Critical Misconception

It is true that if $f'(x) > 0$ for all $x \in (a,b)$ , then $f$ is strictly increasing on $(a,b)$ .

It is false that if $f'(c) > 0$ at a specific point $c$ , then $f$ is increasing in some neighborhood of $c$ .

Consider this pathological function, a favourite in advanced analysis courses:

f(x) = \begin{cases} x + 2x^2 \sin\left(\frac{1}{x}\right) & x \neq 0 \\ 0 & x = 0 \end{cases}

At $x = 0$ , the derivative via first principles:

f'(0) = \lim_{h \to 0} \frac{h + 2h^2 \sin(1/h)}{h} = \lim_{h \to 0} (1 + 2h \sin(1/h)) = 1 > 0

Strictly positive. Yet for $x \neq 0$ :

f'(x) = 1 + 4x\sin(1/x) - 2\cos(1/x)

As $x \to 0$ , the term $-2\cos(1/x)$ oscillates violently between $-2$ and $2$ . The derivative $f'(x)$ frequently becomes negative arbitrarily close to zero. The function is not increasing on any open interval containing $0$ , despite $f'(0) > 0$ .
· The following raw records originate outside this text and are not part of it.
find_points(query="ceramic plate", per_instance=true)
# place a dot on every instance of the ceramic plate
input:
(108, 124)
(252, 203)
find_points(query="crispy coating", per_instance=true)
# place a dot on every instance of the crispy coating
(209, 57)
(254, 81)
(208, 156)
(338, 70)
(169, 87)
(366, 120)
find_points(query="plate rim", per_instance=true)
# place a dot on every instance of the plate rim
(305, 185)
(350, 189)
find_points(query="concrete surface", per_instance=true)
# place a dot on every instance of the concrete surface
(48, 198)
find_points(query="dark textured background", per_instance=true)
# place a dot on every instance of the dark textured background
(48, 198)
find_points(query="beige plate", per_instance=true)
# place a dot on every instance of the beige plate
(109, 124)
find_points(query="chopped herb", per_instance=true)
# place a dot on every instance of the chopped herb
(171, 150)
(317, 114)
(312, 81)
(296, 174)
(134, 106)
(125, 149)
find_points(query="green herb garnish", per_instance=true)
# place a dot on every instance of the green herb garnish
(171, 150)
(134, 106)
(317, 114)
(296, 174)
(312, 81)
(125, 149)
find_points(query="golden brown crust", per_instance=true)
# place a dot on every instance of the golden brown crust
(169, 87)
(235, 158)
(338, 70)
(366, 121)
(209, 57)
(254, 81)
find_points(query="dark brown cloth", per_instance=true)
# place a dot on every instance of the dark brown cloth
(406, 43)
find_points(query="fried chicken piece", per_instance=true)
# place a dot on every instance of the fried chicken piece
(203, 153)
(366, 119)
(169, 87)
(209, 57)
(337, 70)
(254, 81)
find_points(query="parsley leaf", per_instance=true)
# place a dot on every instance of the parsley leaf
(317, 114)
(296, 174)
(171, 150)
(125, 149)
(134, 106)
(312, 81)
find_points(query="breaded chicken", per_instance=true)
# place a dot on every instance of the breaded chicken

Why 'f'(c) > 0 ⟹ Increasing Near c' Fails

The intuition ” $f'(c) > 0$ means the function is rising, so it must go up near $c$ ” conflates instantaneous rate with interval behavior. The derivative $f'(c) > 0$ guarantees $f(x) < f(c)$ for $x$ slightly less than $c$ and $f(x) > f(c)$ for $x$ slightly greater — but only relative to $c$ . It does not preserve the order between two arbitrary points $x_1 < x_2$ near $c$ . The oscillation of $f'$ can reverse the ordering between nearby points even while the function climbs through $c$ itself.
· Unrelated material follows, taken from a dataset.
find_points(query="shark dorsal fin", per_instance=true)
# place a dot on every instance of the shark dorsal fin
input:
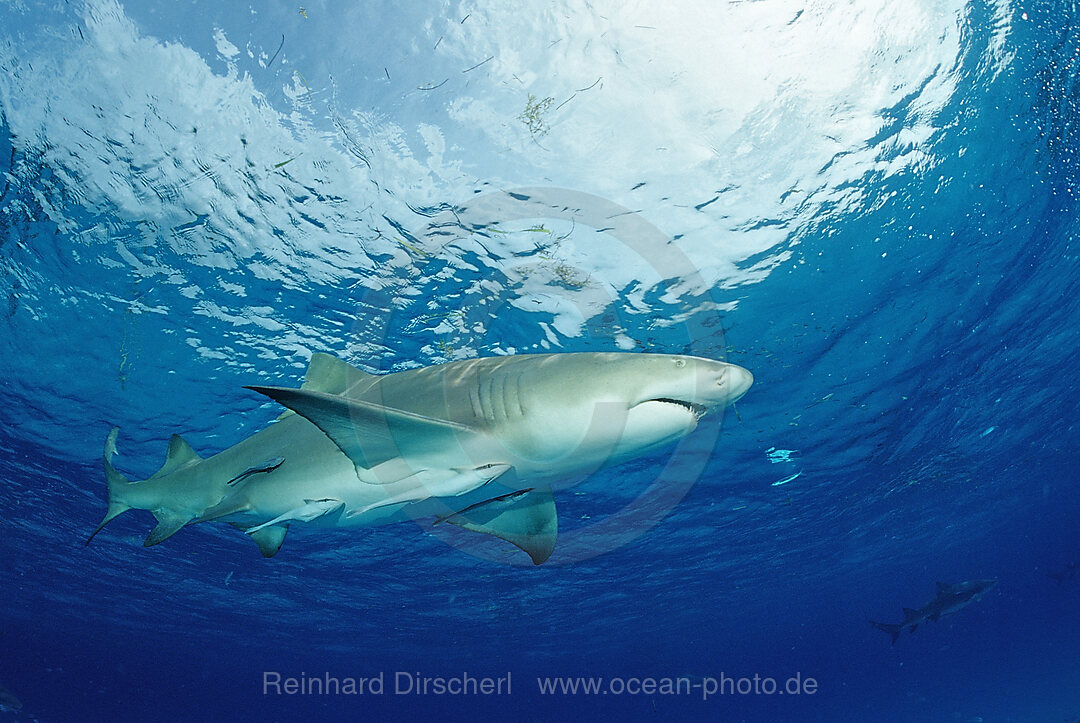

So when does a vanishing derivative not destroy strict monotonicity? The answer is beautiful in its simplicity:

The Discrete Zero Theorem

$f$ is strictly increasing on $[a, b]$ if $f'(x) \ge 0$ for all $x \in [a,b]$ AND the set of points where $f'(x) = 0$ is discrete (does not contain any interval).

Stationary points do not break strict monotonicity unless they form a plateau. This distinction — between an isolated zero and a flat segment — is the key shortcut.

Problem Easy

Let $f(x) = x^3$ . Is $f$ strictly increasing on $\mathbb{R}$ ?

View Solution

$f'(x) = 3x^2 \ge 0$ for all $x \in \mathbb{R}$ .
$f'(x) = 0$ only at $x = 0$ — a single point, which is a discrete set.
Since $\{0\}$ does not contain any interval, the Discrete Zero Theorem applies.
Conclusion: $f$ is strictly increasing on $\mathbb{R}$ .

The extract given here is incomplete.